Não é verdadeira essa sensação, as coisas mudaram muito. Em 1918, na época da gripe espanhola, além de morrer de gripe as pessoas morriam por infecções secundárias bacterianas porque não tinha antibiótico. A ciência evoluiu muito. O tratamento de suporte que a gente pode dar, ventiladores, anestésicos para poder entubar a pessoa, todos os medicamentos de suporte, anti-inflamatórios, imunomoduladores. Acho que tem também uma confusão muito grande, que eu vejo muito quando falo do problema da cloroquina, que as pessoas dizem ‘ah, não vai dar nada então? Vai deixar morrer’ e não é deixar morrer, as pessoas estão recebendo um tratamento de suporte que é extremamente complexo. Não é porque não tem um medicamento específico, que as pessoas não estão sendo tratadas. Elas estão recebendo ventilação, oxigênio, sendo entubadas quando necessário, recebendo outros medicamentos de suporte que cem anos atrás a gente não tinha. Certamente naquele tempo haveria uma taxa de letalidade muito maior e de sofrimento humano. A ciência é a única coisa que temos. Espero que a gente confie cada vez mais na ciência para ter maior sucesso em uma próxima pandemia.
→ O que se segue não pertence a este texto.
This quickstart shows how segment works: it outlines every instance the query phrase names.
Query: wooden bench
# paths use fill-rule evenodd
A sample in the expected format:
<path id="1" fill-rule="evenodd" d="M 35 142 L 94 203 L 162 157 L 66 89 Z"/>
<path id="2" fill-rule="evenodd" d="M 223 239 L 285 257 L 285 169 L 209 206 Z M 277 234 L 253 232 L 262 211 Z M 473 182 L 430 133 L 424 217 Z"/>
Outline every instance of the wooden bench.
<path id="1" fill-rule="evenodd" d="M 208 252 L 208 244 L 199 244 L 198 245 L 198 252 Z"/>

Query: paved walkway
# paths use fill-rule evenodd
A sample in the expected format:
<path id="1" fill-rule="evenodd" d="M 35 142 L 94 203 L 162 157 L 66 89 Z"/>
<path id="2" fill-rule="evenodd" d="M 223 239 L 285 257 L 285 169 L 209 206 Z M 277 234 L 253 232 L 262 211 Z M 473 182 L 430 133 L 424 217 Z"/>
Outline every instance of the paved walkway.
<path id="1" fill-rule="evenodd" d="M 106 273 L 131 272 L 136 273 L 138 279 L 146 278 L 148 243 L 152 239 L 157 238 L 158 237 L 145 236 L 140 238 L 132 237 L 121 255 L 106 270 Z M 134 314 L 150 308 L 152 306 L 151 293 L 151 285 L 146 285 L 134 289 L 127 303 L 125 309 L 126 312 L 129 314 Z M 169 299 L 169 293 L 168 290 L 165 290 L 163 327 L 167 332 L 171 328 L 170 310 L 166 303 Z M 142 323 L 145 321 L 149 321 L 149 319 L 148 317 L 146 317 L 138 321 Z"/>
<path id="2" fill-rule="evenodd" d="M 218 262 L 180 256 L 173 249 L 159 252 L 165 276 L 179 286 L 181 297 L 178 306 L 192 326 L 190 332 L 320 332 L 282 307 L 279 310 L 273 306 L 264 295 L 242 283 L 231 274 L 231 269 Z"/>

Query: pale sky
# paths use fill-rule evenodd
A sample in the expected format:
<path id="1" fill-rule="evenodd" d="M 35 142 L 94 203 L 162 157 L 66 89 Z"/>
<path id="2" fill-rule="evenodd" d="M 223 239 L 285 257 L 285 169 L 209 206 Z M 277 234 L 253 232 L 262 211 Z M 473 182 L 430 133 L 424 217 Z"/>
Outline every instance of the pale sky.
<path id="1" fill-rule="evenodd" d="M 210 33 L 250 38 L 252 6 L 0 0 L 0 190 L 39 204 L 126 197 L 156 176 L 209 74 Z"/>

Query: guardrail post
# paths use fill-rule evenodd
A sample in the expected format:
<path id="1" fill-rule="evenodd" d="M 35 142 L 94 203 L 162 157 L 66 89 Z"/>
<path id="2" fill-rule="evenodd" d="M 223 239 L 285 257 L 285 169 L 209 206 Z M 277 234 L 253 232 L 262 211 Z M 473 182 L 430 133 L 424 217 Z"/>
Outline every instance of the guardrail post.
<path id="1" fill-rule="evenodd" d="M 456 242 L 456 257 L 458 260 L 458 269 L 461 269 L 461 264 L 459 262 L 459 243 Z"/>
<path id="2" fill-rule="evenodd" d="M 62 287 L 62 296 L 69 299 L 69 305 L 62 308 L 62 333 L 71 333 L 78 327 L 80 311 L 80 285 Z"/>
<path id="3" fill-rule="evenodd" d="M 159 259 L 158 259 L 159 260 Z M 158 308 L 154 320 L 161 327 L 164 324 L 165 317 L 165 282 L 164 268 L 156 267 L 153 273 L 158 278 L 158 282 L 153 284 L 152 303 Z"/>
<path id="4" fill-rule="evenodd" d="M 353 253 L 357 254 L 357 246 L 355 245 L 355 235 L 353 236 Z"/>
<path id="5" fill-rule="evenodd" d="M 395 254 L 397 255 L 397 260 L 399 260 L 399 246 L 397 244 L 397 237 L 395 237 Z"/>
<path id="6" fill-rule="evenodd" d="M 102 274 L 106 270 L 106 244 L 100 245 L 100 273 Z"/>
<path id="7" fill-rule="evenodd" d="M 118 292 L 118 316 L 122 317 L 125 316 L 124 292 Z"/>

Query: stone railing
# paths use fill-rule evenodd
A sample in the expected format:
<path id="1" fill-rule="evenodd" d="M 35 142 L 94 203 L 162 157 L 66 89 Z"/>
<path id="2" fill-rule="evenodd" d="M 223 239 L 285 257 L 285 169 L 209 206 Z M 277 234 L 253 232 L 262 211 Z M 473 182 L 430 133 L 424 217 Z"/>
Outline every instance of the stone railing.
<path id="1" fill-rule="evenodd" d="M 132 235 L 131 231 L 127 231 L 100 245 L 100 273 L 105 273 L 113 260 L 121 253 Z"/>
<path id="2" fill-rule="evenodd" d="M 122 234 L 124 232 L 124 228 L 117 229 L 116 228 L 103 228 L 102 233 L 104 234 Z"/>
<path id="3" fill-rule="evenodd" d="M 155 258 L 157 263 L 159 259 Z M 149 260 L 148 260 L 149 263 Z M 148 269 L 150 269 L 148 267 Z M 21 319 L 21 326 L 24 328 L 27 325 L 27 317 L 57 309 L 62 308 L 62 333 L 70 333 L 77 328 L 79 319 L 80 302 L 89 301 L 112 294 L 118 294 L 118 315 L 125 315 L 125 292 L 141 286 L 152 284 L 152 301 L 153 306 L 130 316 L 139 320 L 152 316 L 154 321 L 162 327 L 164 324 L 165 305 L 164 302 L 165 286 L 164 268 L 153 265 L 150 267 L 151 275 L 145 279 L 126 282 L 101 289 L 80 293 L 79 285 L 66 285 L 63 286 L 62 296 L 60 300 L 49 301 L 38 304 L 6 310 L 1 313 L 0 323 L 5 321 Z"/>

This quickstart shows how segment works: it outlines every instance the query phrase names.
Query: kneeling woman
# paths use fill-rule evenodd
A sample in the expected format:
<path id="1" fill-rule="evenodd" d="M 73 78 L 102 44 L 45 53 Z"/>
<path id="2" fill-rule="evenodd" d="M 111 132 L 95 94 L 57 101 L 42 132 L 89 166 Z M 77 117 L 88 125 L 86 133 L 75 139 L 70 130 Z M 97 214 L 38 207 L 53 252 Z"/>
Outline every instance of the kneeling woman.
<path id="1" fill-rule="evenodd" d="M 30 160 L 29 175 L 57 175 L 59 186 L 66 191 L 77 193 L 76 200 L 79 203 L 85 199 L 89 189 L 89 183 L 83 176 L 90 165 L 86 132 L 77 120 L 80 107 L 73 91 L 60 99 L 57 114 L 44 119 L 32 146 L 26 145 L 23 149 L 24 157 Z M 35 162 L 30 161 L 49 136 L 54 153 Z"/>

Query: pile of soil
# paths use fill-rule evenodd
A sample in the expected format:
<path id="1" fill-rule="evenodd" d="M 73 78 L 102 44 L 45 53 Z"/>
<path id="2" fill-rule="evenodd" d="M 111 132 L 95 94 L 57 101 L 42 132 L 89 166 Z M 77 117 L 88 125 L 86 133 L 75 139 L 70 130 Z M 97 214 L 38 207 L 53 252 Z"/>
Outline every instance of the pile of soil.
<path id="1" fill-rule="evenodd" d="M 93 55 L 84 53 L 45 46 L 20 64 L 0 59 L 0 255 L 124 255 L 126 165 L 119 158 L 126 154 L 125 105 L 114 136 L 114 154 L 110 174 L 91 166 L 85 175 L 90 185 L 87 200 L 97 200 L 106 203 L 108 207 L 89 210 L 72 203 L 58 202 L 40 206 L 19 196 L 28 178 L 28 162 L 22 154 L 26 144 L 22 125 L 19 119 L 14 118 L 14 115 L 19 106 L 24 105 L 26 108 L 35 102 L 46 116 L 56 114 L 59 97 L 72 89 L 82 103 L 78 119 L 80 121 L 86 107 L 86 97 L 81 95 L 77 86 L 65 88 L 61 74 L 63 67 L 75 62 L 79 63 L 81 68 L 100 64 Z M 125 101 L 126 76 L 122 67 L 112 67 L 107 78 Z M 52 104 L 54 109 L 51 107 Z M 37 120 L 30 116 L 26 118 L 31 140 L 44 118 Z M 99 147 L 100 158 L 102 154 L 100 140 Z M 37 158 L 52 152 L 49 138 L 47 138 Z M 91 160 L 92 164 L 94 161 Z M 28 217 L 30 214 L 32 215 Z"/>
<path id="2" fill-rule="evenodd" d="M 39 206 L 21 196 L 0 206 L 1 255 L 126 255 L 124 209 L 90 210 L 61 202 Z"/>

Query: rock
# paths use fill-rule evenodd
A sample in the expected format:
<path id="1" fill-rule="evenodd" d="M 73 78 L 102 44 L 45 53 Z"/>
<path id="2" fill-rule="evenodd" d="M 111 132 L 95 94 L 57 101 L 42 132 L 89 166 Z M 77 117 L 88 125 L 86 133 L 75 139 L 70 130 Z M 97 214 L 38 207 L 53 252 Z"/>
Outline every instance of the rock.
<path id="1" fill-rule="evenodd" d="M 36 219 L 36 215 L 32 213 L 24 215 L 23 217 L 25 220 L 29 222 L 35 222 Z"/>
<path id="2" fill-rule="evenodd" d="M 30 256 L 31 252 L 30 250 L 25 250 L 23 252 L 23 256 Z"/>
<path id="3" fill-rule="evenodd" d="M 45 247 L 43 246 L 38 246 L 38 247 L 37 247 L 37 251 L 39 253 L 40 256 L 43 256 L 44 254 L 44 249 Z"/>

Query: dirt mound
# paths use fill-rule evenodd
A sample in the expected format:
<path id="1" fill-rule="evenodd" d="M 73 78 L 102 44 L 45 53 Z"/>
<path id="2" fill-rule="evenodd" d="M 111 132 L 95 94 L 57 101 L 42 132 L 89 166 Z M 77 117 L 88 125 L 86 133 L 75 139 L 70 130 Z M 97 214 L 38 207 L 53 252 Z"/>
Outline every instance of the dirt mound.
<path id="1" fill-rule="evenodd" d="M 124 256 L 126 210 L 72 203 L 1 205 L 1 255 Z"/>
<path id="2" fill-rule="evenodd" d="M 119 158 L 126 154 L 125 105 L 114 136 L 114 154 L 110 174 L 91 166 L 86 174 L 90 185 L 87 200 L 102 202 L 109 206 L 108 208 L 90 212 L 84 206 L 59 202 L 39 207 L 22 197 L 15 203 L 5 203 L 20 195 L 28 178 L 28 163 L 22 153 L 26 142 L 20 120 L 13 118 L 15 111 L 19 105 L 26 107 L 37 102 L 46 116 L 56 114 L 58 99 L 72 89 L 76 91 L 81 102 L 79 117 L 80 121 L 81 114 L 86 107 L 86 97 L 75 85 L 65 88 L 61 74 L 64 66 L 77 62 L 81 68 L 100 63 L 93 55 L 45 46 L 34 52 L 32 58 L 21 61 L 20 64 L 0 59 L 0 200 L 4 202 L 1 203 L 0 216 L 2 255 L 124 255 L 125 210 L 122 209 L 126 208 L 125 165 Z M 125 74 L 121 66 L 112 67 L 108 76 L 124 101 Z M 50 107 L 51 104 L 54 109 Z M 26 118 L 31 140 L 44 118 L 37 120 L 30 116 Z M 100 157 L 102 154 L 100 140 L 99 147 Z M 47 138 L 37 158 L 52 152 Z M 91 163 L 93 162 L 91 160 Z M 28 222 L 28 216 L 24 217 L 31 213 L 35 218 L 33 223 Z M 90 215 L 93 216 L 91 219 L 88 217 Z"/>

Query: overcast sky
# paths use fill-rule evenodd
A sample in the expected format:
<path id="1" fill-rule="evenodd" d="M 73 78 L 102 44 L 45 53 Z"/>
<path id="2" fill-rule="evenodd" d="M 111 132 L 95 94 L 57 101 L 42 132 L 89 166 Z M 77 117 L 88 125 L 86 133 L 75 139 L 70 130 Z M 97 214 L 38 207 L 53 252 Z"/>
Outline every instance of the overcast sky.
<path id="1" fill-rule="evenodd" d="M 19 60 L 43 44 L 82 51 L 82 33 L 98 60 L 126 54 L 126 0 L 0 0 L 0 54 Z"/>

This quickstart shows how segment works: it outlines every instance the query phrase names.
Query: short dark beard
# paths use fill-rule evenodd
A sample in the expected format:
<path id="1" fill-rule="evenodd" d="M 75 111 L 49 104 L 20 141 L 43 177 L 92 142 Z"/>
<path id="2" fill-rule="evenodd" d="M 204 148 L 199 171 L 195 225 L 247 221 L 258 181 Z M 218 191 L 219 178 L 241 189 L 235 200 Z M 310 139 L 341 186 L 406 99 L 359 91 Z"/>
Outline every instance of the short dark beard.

E virá uma próxima pandemia?
Olha, tem muita gente e o mundo é muito conectado então qualquer tipo de doença que transmite pelo ar ou de pessoa a pessoa vai conseguir circular muito rápido. E tem a questão ambiental, quando a gente interage muito com ambientes que antes não eram o nosso habitat, a gente acaba se deparando com viroses de outros animais que a gente não se depararia se não estivesse invadindo o território deles, então faz parte do desenvolvimento da civilização. Por exemplo, tem um monte de espécies de coronavírus em morcego, a gente sabe, o azar de um desses vírus se adaptar para infectar humanos é um azar. Mas é uma azar que tem probabilidade de acontecer porque tem um monte de coronavírus em morcego. Vírus transmitidos por mosquitos, também tem um monte. É uma azar a gente ter dengue transmitida por mosquito? Sim, mas um azar com probabilidade de acontecer. Quando a gente interfere em outros territórios, a gente começa a encontrar patógenos que podem se adaptar para nos infectar. Não é uma grande surpresa a gente ter um outro coronavírus da síndrome respiratória, a gente já teve a Sars e o primeiro surto de Sars foi em 2002. Por que ninguém desenvolveu uma vacina pra Sars? Um medicamento pra Sars? Se a gente tivesse hoje uma vacina para trás, seria muito mais fácil fazer um reposicionamento, adaptar uma vacina que já existe. Mas por que ninguém desenvolveu? Porque passou o surto e todo mundo desencanou, não se investiu em ciência. Aqui, no Brasil, por que até hoje a gente não tem uma vacina contra dengue do Butantan? Por que até hoje ela não foi para o mercado? Porque não teve investimento. E é dengue, uma doença que é nossa, que é endêmica, deveria ter investimento. Então eu espero que a gente aprenda que a gente tem que investir em pesquisa em doenças que a gente sabe que tem probabilidade de acontecer, e que a gente precisa investir em ficar mais autossuficiente em insumos e reagentes. O que a gente percebeu agora? Que todos os nossos reagentes são importados. E os países que exportam estão retendo, então não é nem mais uma questão de dinheiro, a gente não consegue comprar os reagentes. Isso mostrou como nossa ciência está longe de ser autossuficiente, a gente precisa de produção local também.